Why can we use the equation of motion to calculate the amplitude in "Quantum Field Theory"? I am reading the chapter on electron-proton scattering from "Quantum Field Theory in a Nutshell". The author calculates the amplitude of the electron-proton scattering (up to the second order). The Feynman diagram used in this calculation is

We start by using the massive spin 1 boson as an exchange, and hope to get rid of the mass later. Let the mass of the boson be $\mu$
Using the Feynman rules, we obtained the amplitude to be
$$\mathcal{M}(P,P_N) = (-ie)(ie)\frac{i}{(P-p)^2-\mu^2}\left(\frac{k_\mu k_\nu}{\mu^2}-\eta_{\mu\nu}\right)\bar{u}(P)\gamma^\mu u(p)\bar{u}(P_N)\gamma^\nu u(p_N).$$
He claims that the term $k_\mu k_\nu$ will just disappear because
$$k_\mu \bar{u}(P)\gamma^\mu u(p) = (P-p)_\mu \bar{u}(P)\gamma^\mu u(p) = \bar{u}(P)(\not P - \not p) u(p)=\bar{u}(P)(m - m) u(p)=0.$$
However, the last equation follows the Dirac equation, which is the equation of motion of the electron.
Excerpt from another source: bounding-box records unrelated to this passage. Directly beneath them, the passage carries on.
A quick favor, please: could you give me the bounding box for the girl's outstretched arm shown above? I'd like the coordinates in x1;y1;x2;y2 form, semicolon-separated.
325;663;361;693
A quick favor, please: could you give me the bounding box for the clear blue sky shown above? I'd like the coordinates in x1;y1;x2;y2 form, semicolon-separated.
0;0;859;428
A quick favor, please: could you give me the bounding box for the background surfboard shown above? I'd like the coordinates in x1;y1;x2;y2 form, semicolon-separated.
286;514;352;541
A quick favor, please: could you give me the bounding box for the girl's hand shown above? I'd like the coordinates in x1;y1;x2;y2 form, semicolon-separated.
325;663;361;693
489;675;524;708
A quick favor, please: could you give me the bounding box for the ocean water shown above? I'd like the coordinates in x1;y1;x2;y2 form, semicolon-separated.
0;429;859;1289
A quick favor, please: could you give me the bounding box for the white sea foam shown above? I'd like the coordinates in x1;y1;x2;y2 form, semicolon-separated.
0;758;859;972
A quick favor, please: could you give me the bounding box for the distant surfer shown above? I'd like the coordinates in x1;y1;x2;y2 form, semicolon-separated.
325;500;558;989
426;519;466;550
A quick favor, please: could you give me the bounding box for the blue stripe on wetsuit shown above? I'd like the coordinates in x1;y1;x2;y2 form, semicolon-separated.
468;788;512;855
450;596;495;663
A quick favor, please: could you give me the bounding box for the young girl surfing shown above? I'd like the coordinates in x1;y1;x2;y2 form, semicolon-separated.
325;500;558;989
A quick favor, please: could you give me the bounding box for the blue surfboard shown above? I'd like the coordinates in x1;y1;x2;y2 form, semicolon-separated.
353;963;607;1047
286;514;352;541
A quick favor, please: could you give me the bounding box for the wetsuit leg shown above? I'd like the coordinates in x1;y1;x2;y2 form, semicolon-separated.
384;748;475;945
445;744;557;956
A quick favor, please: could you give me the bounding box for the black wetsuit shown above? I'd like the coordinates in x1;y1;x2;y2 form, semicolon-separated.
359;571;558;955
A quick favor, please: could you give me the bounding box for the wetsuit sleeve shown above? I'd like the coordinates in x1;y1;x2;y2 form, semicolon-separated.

The point that I do not understand is, how can we use the equation of motion in the quantum field theory? Clearly, the equation of motion comes from minimising (extremising) the action, which leads to the classical field rather than quantum field.
 A: The spinor $u(p)$ satisfies the equation $\not{\!p} u(p) = m\, u(p)$ by construction from the expansion of the Dirac spinor $\psi(x)$ in solutions of the Dirac equation. The quantisation (in the canonical approach) happens by making the coefficients of these spinors operators. These two things should not be confused with one another.
The whole point of canonical quantisation is to  expand the solution of the classical equation of motion in plane waves and make the coefficients operators. For scalar fields that is straightforward and it is basically the harmonic oscillator. For spin one field you need an extra $\epsilon^\mu$ to describe the polarisation of the field (the degrees of freedom of $A^\mu$). These polarisations don't become operators, it is the coefficients $a$ and $a^\dagger$. For spin 1/2 you need to attach a spinor to the plane wave (because a fermion is described by a spinor). But these spinors need to satisfy the equations $\not{\!p} u(p) = m\, u(p)$ for the expansion to satisfy the Dirac equation. Once more these are not promoted to operators after quantisation. It is the coefficients $a, a^\dagger, b$ and $b^\dagger$ that become operators.